After three unprofitable years, still waiting for the muni bond apocalypse.
Meredith Whitney, who built her own Wall Street advisory firm after winning renown for a 2007 call on Citigroup Inc., deregistered her brokerage unit after three unprofitable years and is setting up an investment fund, according to industry records.
Meredith Whitney Securities LLC ended its registration with the Financial Industry Regulatory Authority Inc. on Aug. 28, Finra's website shows. In addition to her advisory firm, she's now chief investment officer and managing principal of a long/short fund, according to regulatory records that list Kenbelle Capital LP among her ventures.
Ms. Whitney, 43, registered Kenbelle with New York state's corporations division in April. It's an investment manager to a partnership based in Bermuda, according to a legal notice in a newspaper there.

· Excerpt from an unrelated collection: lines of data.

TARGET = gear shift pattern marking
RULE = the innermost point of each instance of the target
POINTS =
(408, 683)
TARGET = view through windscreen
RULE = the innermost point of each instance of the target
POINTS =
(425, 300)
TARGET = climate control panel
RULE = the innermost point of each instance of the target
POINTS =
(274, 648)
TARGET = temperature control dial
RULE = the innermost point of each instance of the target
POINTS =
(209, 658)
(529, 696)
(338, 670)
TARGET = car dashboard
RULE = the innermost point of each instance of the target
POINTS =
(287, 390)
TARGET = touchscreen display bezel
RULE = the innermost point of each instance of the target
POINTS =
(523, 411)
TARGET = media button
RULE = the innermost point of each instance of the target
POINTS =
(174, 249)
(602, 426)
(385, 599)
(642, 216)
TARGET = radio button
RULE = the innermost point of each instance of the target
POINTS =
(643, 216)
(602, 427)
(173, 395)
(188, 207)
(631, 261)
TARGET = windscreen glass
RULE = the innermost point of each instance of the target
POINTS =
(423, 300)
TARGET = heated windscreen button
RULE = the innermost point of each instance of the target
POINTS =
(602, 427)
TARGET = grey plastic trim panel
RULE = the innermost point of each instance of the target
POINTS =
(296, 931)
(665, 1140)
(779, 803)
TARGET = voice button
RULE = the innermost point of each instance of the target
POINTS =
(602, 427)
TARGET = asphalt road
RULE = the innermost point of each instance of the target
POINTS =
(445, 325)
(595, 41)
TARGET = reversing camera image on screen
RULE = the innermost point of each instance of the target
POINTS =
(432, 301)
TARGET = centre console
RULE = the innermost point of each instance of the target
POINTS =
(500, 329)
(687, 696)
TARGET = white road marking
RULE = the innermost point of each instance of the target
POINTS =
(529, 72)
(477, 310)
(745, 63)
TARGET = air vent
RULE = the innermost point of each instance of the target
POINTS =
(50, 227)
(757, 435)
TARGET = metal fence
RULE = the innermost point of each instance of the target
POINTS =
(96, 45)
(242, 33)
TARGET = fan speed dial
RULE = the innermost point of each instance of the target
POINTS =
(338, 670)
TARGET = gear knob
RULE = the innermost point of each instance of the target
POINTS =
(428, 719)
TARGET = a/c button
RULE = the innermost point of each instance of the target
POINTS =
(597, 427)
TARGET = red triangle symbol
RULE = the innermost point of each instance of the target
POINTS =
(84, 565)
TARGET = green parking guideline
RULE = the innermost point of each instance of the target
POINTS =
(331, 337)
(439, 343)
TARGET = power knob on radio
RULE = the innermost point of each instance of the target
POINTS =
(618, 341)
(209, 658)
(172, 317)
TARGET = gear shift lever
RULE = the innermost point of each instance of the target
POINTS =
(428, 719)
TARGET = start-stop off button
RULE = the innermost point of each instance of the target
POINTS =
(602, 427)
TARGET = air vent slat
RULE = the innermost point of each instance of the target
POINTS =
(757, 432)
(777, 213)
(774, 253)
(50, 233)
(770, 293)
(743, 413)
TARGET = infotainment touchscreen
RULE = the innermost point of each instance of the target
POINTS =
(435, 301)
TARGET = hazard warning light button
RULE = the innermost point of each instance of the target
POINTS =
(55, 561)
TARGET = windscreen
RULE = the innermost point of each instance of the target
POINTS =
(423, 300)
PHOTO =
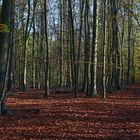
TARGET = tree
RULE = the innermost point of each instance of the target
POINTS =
(93, 70)
(4, 53)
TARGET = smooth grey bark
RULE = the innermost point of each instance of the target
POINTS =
(4, 53)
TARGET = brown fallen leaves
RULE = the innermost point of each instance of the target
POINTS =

A push into funds would add another twist to her career. She left Oppenheimer & Co. Inc. to start Meredith Whitney Advisory Group LLC in 2009, buying the brokerage that year with plans to expand into trading. She predicted a U.S. municipal bond apocalypse in 2010 that hasn't materialized, also saying she would hire hundreds for a bond ratings service.
Ms. Whitney didn't return calls for comment.
Her advisory firm hasn't posted research for clients on its website since Sept. 19, according to a page showing several posts per week before then. The Wall Street Journal reported that the company had only one full-time investment professional, Angela Cantu, as of June. She has since left for Blackstone Group LP, according to her LinkedIn profile. She didn't respond to messages seeking comment.
Muni 'guesstimate'
Ms. Whitney started the advisory business amid media coverage including a Fortune cover story crowning her “the woman who called Wall Street's meltdown.” Her brokerage's Securities and Exchange Commission filings list no revenue in the past three years and about $96,000 in expenses. The unit was inactive last year outside of maintaining compliance and “introducing its services to the market,” according to the most recent report.
After predicting muni defaults totaling hundreds of billions of dollars in a December 2010 segment of “60 Minutes,” she told Bloomberg News that it had been “a guesstimate” involving “fifth-derivative dimensions.” Instead of collapsing, munis became a star performer of 2011.
Long/short funds make bets that some prices will fall and that others will rise, sometimes using leverage and derivatives, to profit in a variety of conditions.
Ms. Whitney's personal wealth took a hit during the financial crisis despite her forewarnings about New York-based Citigroup, according to an interview she gave Bloomberg Businessweek this year.
“I think I lost between a quarter and a half a million dollars on financial positions,” she said. “I rode Lehman [Brothers Holdings Inc.] all the way down to zero. It's pretty ironic, right?”